It’s All About Everyone Else

14 Aug

It has been a while since my last post. I have been very busy, with no time at all to do some serious relaxing! I am sure that every parent feels this way, and it might be even worse for business owners. I am tired. Plain and simple. Tired. I have a ton of things to do on any given day. I still have not caught up on my book work for the bakery. I am about 2 weeks behind, except for payroll, that is always done on time. I work everyday, and some days that I have off and get off work a little early, I am having to do things at home, or taking my kids places and playing or doing crafts. I have to do my rounds of visiting, getting supplies for the bakery, and keeping up with having friends and family. I know it does not sound hard, or even like work to do most of these things, but when you are stretched out in all directions, it feels like climbing a never ending mountain, Unattainable success in achieving anything. At any given moment, if I sit down and relax, I can guarantee that I would fall asleep. 

I know I have to take an hour or so to just relax and centre myself again, like hitting a reset button, but there is always something else or someone else that needs my immediate attention. Even if I did have some relaxation time, what would I do? I would just fall asleep. Maybe I should do just that. When I put the kids to bed at night, I should just lie in bed and relax. So simple, but so hard to do!

So, who needs my attention? My children, 7 & 5 years old. They are not quite independant yet and even the smallest things need my attention. My children are a little different than most as well. They are always by my side. I try to get them to go play upstairs with their toys, or to go read a book, but they never want to leave me. I know this is a blessing, because, realistically how long will this last? I love my kids, I love to cuddle them and kiss them, it has to be my favourite thing in the world. Sometimes they both want on my lap at the same time and they fight with each other on who’s arms should go around me. They push each other out of the way and most of the time I cannot handle this, but they get jealous of each other. I never want them to feel that I favour one more than the other, but I know it is inevitable. Whether you favour one over the other or not, they end up thinking or feeling that the other sibling gets more perks. I am an only child. I don’t really understand it. Anyhow, I love that they want to be near me at all times, but sometimes I need a minute. Sometimes I need an hour, or an uninterrupted bath, or pee for that matter! Ha Ha! My boys are having to learn that mommy needs privacy. Boys cannot come into the room when mommy is in the bathroom or changing, or showering etc. This is when they like to barge in or ask me questions or want to cuddle. I do what I can. I always feel guilty.

Who else needs me? My husband, but he is more self sufficient….I’m so lucky! My husband does dishes and laundry, he vacuums and cleans toilets! He makes dinner almost every night as well. He needs me emotionally. We are both pretty sensitive people and we miscommunicate. like most people. For the most part we are like one person, which is cool. I have to get out of my own mind and stop worrying about things or thinking about the business for a minute when we are talking, or he is telling me a story. The bakery is all consuming in my head. It takes over everything. It is sometimes hard to see his side of stories when I am thinking from the perspective of a boss or I am just emotionally drained. He is patient for the most part. He gets annoyed or even mad sometimes.
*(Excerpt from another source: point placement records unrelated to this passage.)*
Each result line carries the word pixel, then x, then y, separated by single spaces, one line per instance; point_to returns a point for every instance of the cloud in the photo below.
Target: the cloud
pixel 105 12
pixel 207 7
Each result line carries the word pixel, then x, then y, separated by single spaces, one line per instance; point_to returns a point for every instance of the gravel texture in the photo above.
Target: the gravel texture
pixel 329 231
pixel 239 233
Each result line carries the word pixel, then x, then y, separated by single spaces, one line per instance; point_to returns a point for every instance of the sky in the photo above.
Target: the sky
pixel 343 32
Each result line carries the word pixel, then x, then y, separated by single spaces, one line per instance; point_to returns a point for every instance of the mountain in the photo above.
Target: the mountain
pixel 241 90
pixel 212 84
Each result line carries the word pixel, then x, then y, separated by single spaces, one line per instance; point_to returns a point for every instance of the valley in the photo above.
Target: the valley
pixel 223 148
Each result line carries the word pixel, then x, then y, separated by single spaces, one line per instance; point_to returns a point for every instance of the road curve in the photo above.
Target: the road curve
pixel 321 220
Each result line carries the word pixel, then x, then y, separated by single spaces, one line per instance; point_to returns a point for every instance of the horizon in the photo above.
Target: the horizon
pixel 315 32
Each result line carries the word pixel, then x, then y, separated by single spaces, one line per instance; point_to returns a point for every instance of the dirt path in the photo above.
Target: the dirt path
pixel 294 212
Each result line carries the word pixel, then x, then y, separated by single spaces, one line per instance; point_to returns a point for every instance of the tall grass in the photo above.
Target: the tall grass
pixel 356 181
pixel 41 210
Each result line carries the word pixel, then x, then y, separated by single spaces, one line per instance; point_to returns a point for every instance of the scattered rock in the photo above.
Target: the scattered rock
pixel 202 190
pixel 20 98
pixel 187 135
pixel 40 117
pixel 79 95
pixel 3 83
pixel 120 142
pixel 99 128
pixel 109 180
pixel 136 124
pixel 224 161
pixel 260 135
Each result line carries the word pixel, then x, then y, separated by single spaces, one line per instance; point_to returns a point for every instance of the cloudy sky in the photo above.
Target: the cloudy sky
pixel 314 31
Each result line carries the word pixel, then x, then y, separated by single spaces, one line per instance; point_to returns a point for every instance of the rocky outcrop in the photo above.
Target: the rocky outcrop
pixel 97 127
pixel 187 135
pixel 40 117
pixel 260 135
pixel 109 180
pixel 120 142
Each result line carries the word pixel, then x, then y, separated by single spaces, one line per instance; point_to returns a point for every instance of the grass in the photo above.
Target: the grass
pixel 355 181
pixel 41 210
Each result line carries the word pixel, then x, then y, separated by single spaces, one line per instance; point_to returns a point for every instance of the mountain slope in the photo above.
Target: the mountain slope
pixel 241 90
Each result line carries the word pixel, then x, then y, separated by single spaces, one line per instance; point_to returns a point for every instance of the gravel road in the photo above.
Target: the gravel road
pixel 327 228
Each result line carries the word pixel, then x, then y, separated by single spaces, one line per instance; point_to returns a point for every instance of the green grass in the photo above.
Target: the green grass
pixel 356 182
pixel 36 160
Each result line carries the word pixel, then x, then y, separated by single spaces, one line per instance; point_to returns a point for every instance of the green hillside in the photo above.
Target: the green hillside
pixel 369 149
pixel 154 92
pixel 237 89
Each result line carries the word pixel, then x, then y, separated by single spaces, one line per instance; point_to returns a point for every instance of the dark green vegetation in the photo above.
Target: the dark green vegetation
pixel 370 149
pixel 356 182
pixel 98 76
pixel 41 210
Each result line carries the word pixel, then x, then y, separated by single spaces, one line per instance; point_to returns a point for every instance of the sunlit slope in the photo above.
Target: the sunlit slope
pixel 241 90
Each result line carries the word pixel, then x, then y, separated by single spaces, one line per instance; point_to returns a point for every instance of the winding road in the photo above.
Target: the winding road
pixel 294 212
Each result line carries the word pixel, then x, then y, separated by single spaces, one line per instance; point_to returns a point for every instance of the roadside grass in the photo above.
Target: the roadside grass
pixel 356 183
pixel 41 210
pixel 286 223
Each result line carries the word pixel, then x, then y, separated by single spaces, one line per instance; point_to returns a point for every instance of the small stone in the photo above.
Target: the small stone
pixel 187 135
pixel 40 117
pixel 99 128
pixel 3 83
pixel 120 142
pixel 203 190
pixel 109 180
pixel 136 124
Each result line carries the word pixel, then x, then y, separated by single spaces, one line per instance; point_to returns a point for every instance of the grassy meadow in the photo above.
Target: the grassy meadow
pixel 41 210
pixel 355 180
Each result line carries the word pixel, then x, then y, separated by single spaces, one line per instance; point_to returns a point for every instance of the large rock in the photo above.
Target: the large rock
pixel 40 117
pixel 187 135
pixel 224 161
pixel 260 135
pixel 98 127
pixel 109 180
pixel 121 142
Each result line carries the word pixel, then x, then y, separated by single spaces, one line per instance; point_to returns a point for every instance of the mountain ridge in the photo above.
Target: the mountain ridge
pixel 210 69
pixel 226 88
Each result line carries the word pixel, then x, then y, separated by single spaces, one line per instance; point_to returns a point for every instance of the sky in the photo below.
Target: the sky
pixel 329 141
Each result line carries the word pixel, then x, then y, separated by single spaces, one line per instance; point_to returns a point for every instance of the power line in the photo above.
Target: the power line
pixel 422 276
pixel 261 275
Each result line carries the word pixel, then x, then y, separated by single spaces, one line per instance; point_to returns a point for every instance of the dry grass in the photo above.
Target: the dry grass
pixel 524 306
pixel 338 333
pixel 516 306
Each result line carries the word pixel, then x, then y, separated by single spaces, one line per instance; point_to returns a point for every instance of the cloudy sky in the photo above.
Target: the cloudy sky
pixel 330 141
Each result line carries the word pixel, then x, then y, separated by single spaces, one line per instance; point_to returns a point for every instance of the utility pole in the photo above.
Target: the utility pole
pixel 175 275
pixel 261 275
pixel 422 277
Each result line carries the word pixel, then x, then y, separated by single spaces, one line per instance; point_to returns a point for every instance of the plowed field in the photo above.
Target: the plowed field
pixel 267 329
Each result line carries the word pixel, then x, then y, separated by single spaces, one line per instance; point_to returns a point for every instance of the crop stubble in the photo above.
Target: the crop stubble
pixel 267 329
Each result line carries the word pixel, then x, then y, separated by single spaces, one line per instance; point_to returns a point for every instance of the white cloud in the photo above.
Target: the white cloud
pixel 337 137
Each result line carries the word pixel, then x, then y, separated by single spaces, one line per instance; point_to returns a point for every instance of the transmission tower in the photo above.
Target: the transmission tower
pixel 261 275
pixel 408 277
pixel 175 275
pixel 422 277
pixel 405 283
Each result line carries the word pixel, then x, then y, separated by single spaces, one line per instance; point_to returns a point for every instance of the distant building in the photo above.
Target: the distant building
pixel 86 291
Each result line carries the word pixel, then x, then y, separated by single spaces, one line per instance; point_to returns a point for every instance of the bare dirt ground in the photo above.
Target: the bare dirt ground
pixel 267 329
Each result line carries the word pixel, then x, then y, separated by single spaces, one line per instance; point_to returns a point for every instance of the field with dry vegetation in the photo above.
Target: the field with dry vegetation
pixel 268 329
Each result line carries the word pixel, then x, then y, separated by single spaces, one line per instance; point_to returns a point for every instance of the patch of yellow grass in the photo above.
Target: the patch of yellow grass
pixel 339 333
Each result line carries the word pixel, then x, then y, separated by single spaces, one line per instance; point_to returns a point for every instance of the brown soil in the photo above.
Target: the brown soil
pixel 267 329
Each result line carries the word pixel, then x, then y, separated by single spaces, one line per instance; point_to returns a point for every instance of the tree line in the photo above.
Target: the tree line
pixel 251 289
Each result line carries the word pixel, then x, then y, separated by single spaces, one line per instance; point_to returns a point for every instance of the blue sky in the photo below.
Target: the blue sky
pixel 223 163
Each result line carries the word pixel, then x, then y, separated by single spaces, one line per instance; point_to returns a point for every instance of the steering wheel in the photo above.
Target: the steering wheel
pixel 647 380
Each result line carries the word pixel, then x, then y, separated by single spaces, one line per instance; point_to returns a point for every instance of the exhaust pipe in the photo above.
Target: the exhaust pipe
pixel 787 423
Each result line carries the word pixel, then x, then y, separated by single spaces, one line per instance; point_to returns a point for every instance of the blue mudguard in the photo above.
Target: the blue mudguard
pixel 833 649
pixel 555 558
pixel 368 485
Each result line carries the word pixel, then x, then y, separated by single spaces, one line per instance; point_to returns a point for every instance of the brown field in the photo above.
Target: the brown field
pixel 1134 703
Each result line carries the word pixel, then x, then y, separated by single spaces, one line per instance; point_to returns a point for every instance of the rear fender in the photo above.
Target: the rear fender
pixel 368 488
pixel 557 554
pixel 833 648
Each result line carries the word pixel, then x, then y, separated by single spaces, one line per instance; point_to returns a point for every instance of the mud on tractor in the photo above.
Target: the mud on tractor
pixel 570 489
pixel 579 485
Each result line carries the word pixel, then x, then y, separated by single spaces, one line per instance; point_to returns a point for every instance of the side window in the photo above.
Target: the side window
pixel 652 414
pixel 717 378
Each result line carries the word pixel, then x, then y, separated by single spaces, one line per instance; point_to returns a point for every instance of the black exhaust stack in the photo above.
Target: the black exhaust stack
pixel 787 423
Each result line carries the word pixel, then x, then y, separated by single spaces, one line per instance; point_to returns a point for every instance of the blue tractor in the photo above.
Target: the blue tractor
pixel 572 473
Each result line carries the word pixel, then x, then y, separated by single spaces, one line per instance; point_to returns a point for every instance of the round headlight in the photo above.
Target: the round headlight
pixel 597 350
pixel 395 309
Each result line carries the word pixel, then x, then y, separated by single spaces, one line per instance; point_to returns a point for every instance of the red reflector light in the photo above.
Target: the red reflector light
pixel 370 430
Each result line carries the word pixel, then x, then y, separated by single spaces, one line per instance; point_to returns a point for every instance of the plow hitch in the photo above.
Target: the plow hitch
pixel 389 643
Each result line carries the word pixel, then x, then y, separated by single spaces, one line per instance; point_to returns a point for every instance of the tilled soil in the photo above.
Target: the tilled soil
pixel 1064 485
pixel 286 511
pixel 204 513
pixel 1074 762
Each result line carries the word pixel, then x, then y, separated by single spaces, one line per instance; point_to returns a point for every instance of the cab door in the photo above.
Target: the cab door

But our relationship is successful because we both work at it and we talk and are honest with each other about absolutely everything. 

My staff and my business needs me. This is what drains me the most. Oh, people. People are different, people need to be guided at all times, there is a lot of hand holding. There is always a need to solve problems and keep everyone happy. There is sick calls, early outs, low production, excuses, reasons, etc. It isn’t always this bad, but it feels like it! I am a mediator, a mentor, a teacher, a boss, an employee, a counsellor, a therapist, a friend, a coach etc. I wear a lot of hats at work. I do my own book work, I am at the bakery very early every morning to do the baking of the cupcakes (180-240 cupcakes), I decorate them and then I decorate cakes and make the supply orders and organize the donations and meetings and such. Its very tiring.

All of this takes a lot out of me, and then I have friends and family that I visit. I just want to turn off my brain sometimes. I love my friends. I love my family. My best friends are my neighbours, they are a married couple with small kids as well. They are great and I could count on them for anything, as they could with my husband and I. I feel more secure knowing that they are right there. I now love my neighbourhood. I have made myself familiar with all of my neighbours now. I don’t worry about my children so much now. 

I still have to move and be conscious, but not only that, I care about everyone and everything that everyone is saying to me. My head is full, my body is tired. I need to relax.

Where do I relax without the need to get up and do laundry or clean? Where do I relax without feeling guilt because I am not doing anyting? Why do I always have to be doing something? 

I need to make time for me in order to take care of everything and everyone else! I just find it hard to do. It’s all about everyone else. DId I say I was tired? Ha ha! 

I am not complaining about my life at all….I am just enlightening you to how my life works. Most of the time I do not know what I am going to blog about at the time until I start typing, and even then I just realize how I actually feel when it comes out on the screen. 

I love my life, I love everyone in it, and I would not change anything, except my need to care for everyone else but myself. To find the balance would be great. That will be my next project!!